2024/05/14(火) - 12:33
国内レースの最高峰に位置付けられるJプロツアーの東日本と西日本ロードクラシックに集った各チームのバイクを連載形式で紹介していく。第2弾はキナンレーシングチーム、群馬グリフィン、愛三工業レーシングチーム、そしてレバンテフジ静岡の4チームを紹介します。
キナンレーシングチーム/コルナゴ V4Rs
ツアー・オブ・ターキーに出場するなど、シーズン序盤からの積極的な海外遠征でレベルアップを目論むキナンレーシングチーム。写真のゼッケン12は元全日本王者である畑中勇介のコルナゴV4Rsだ。
「かなりレース用に特化したバイクです。何をしても硬くて速い」と本人が言うV4Rsには、シマノのDURA-ACEにフルクラムのSpeed 42ホイール、IRCのタイヤ、デダのVINCIステムとSUPERZERO RSハンドル、フィジークのARIONEと、各チームサプライヤーのパーツをアッセンブル。畑中本人も「遠征が多いからこそ、実績のあるパーツで組むのが一番ですね」と言う。
「最新バイクですが、昔から慣れ親しんだセッティングを少しずつ現代版にアップデートしたバイク」と言う、最たる部分はハンドル周りだろう。まっすぐセットしたSTIレバーに、プロトンのトレンドである芯-芯380mm(フルクラムの外-外表記では400mm)のハンドル。

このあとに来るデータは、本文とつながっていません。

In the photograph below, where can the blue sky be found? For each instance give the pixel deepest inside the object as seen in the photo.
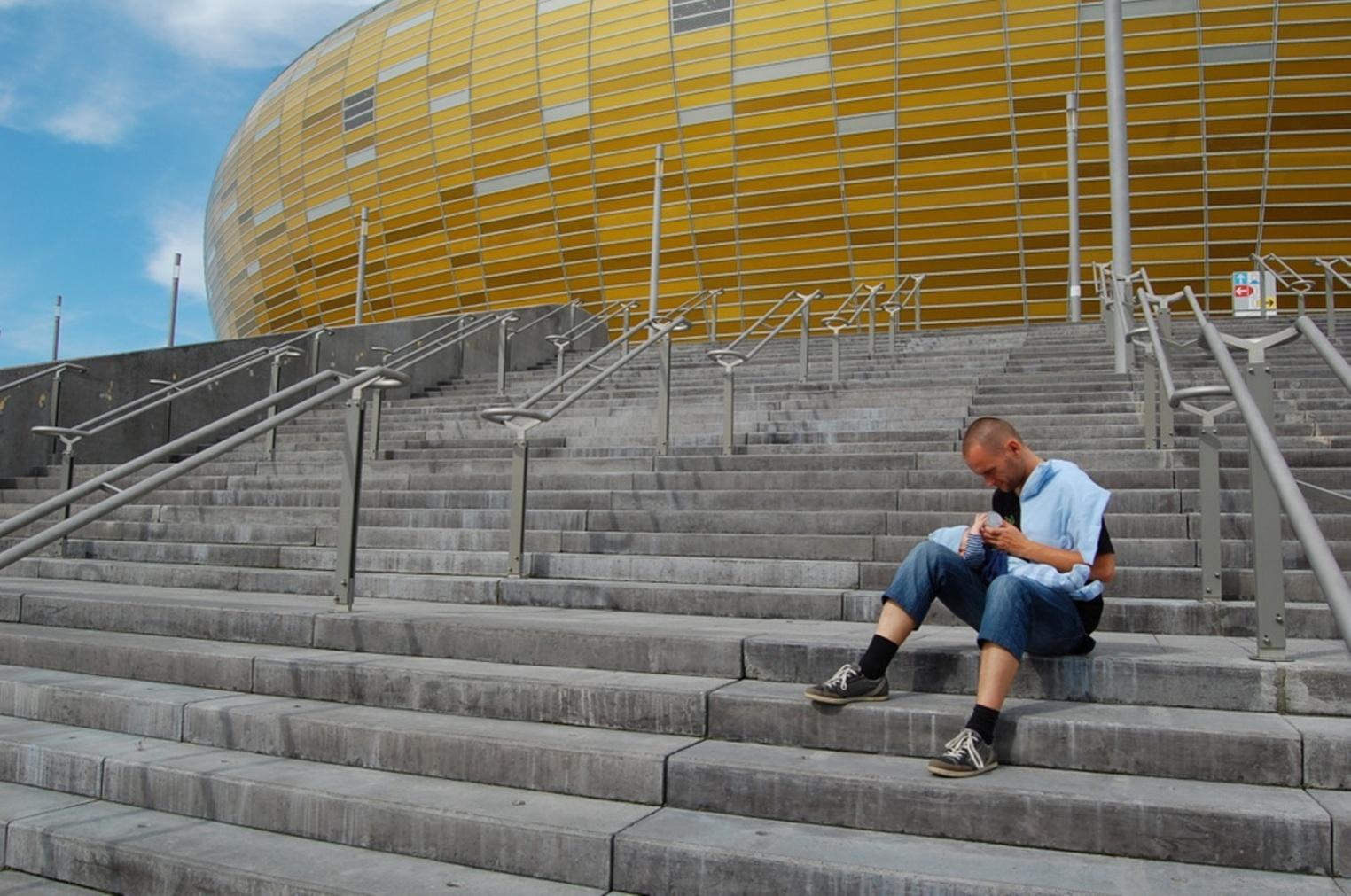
(113, 115)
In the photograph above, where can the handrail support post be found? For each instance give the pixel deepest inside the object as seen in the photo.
(56, 395)
(376, 406)
(664, 398)
(803, 352)
(729, 407)
(1268, 574)
(1330, 292)
(503, 347)
(1152, 401)
(1167, 430)
(273, 384)
(871, 323)
(1212, 558)
(516, 517)
(348, 507)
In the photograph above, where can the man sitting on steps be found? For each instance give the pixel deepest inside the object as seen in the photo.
(1052, 525)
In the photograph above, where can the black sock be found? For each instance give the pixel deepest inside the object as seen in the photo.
(877, 657)
(982, 722)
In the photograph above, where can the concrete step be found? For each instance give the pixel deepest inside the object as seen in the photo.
(613, 765)
(1175, 671)
(607, 699)
(711, 852)
(105, 845)
(1198, 672)
(18, 883)
(528, 833)
(1247, 826)
(1162, 742)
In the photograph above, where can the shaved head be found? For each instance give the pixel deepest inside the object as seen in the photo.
(990, 432)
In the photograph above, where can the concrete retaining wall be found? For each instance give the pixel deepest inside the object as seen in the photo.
(116, 378)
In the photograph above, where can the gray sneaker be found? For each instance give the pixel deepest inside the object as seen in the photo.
(848, 685)
(964, 756)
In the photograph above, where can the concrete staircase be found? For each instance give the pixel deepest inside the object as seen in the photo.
(183, 711)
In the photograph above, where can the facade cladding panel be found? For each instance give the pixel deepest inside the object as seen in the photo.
(504, 151)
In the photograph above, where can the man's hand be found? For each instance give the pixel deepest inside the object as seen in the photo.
(1007, 538)
(1011, 540)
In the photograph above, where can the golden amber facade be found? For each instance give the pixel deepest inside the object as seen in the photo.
(504, 151)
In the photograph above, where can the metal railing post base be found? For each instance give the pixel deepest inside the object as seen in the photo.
(1330, 293)
(1152, 403)
(516, 520)
(376, 404)
(803, 353)
(1212, 571)
(664, 398)
(729, 407)
(1268, 572)
(348, 507)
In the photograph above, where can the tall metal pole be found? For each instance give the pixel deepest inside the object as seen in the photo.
(1121, 170)
(56, 331)
(173, 296)
(657, 236)
(1072, 146)
(361, 264)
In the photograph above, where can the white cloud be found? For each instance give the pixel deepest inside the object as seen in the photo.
(242, 33)
(102, 116)
(177, 229)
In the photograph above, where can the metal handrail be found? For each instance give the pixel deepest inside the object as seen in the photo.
(896, 303)
(525, 417)
(564, 341)
(1116, 314)
(54, 370)
(71, 435)
(419, 349)
(1328, 492)
(457, 322)
(577, 331)
(837, 322)
(1270, 473)
(446, 341)
(355, 386)
(730, 358)
(505, 415)
(1288, 277)
(168, 393)
(1330, 275)
(574, 303)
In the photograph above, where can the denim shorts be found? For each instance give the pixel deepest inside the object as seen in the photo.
(1018, 614)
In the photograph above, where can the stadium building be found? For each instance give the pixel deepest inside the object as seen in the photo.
(504, 151)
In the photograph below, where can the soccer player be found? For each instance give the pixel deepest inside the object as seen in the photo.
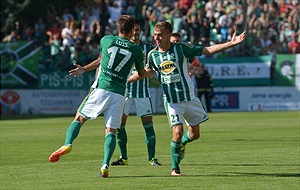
(170, 61)
(194, 64)
(118, 57)
(138, 95)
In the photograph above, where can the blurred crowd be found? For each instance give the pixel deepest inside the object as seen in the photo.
(74, 34)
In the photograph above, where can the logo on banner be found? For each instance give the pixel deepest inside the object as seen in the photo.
(225, 100)
(10, 103)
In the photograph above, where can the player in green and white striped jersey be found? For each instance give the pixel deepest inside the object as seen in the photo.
(118, 57)
(170, 61)
(138, 95)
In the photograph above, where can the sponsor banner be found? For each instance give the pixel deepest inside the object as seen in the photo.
(285, 70)
(297, 71)
(256, 98)
(19, 63)
(268, 106)
(62, 80)
(56, 101)
(225, 100)
(41, 101)
(246, 71)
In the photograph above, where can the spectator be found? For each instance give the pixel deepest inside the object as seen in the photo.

「今年はブラケットの角度規制が始まりましたよね。僕は古い人間だし(笑)、レバーを内側に倒したときの肩の入り込みが好きではありませんでしたが、それでもやっぱり走れば速いので悩んでいたんです。でも規制のおかげでレバーを真っ直ぐに戻すふんぎりがついて、その代わりにハンドル幅を1サイズ狭めました」とのこと。
チームに対してフルクラムのホイールはSPEED 42とSPEED 57の2種類が供給されているが、低いリムハイトを好む畑中は基本的に42mm一択だと言う。
「全日本選手権を獲ったときもシマノのC24でしたし、"そろそろカーボンホイールを使ってくれませんか"とシマノの方に言われたくらいです(笑)。新型のフルクラムは登って軽いし、かなり横風に強いんです。モデルチェンジしてからは"今日は風が強いから42にしよう"と議論することもほぼ無くなりましたね」と評価する。タイヤは撮影時こそチューブレスのFORMULA PROだったが、好みでよく選ぶのはクリンチャーのASPITE PRO。空気圧は5.2〜5.5で、後輪をやや高圧にしているという。
群馬グリフィンレーシングチーム/ウィアウィス WAWS-PRO XP Disc
ヒルクライム出身の理論派スピードマン。2023年の全日本タイムトライアルチャンピオンであり、社会人レーサーであり、持ち前のスピードを武器に東日本ロードクラシックDAY1で独走勝利した金子宗平(群馬グリフィンレーシングチーム)のバイクを紹介する。ポジションはもちろんのこと、細かなパーツ選び、セッティングに至るまでエアロに人並みならぬ情熱を燃やす金子のこだわりが注がれた注目の一台だ。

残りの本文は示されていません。